In opposition, Plaintiff argues that section 547(c)(4) provides a defense against preference actions when a creditor provides new value to a Debtor after the preferential transfer, but before the filing of the petition. Plaintiff contends that Defendant's alleged new value was made post-petition and thus cannot qualify under the new value exception. Further, Plaintiff clarifies that post-petition payments are otherwise unavoidable transfers, and thus cannot be counted to qualify for the new value exception. Plaintiff contends that Debtor made nine payments to account for the alleged new value described by the Defendant for a total of $174,166.55. Therefore, Plaintiff argues that the Debtor made otherwise unavoidable transfers for the rent in excess of the pre-petition debt. Summarily, Defendant cannot qualify for the new value exception based on the two reasons stated above.
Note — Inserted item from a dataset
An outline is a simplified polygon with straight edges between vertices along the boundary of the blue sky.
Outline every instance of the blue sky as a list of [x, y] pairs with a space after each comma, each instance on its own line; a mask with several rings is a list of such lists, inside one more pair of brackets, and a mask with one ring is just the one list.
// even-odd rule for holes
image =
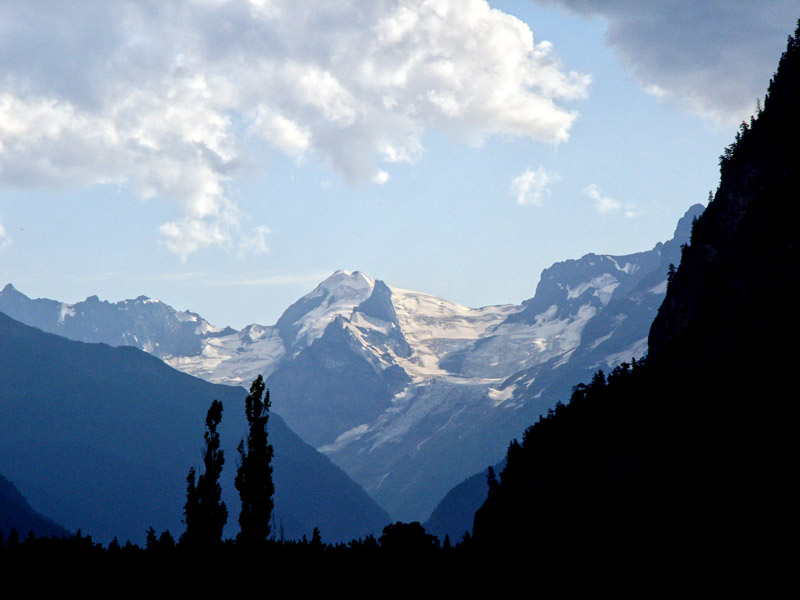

After reviewing the Plaintiff's arguments, and the relevant law, this Court concludes that there are no genuine issues as to any material fact and that the moving party is not entitled to judgment as a matter of law. In a motion for summary judgment, in order to carry its burden of production, the moving party must either produce evidence negating an essential element of the nonmoving party's claim or defense or demonstrate that the nonmoving party does not have sufficient evidence of an essential element to carry its ultimate burden of persuasion at trial. Lopez v. Corporacion Azucarera de Puerto Rico, 938 F.2d 1510, 1516-17 (1st Cir. 1991); High Tech Gays v. Defense Indus. Sec. Clearance Office, 895 F.2d 563, 574 (9th Cir.1990).
This Court has previously adopted the minority reading of the subsequent new value exception. In re PMC Mktg. Corp., 09-02048, 2013 WL 5741826 (Bankr. D.P.R. Oct. 23, 2013) ("This Court adopts the minority approach of Section 547(c)(4).") The minority reading, consistent with the Supreme Court's guidance on statutory reading, is straightforward. "[U]nlike the majority rule, the minority yet emerging reading does not require that the subsequent new value remain unpaid, but does require that the preference payment be avoidable (i.e., statutory language "not otherwise unavoidable")." Id. The policy behind this reading is that "the subsequent new value exception as to facilitate creditors to continue dealing with a financially shaky debtor and to replenish an estate diminished by a preference. Accordingly, a creditor is entitled to only a one-time credit benefit for goods and services it later supplied." Id. In the case presently before the Court, Defendant fails to address why the first payment of $41,361.02 accounts for new value under the minority interpretation of the Code. Further, Defendant's alleged $77,210.23, cannot qualify for the new value exception because such amount accrued post-petition.
WHEREFORE, IT IS ORDERED that Defendant's Motion for Summary Judgment shall be, and it hereby is, DENIED. Clerk to schedule a pre-trial hearing.
SO ORDERED
San Juan, Puerto Rico, this 5th day of September, 2014.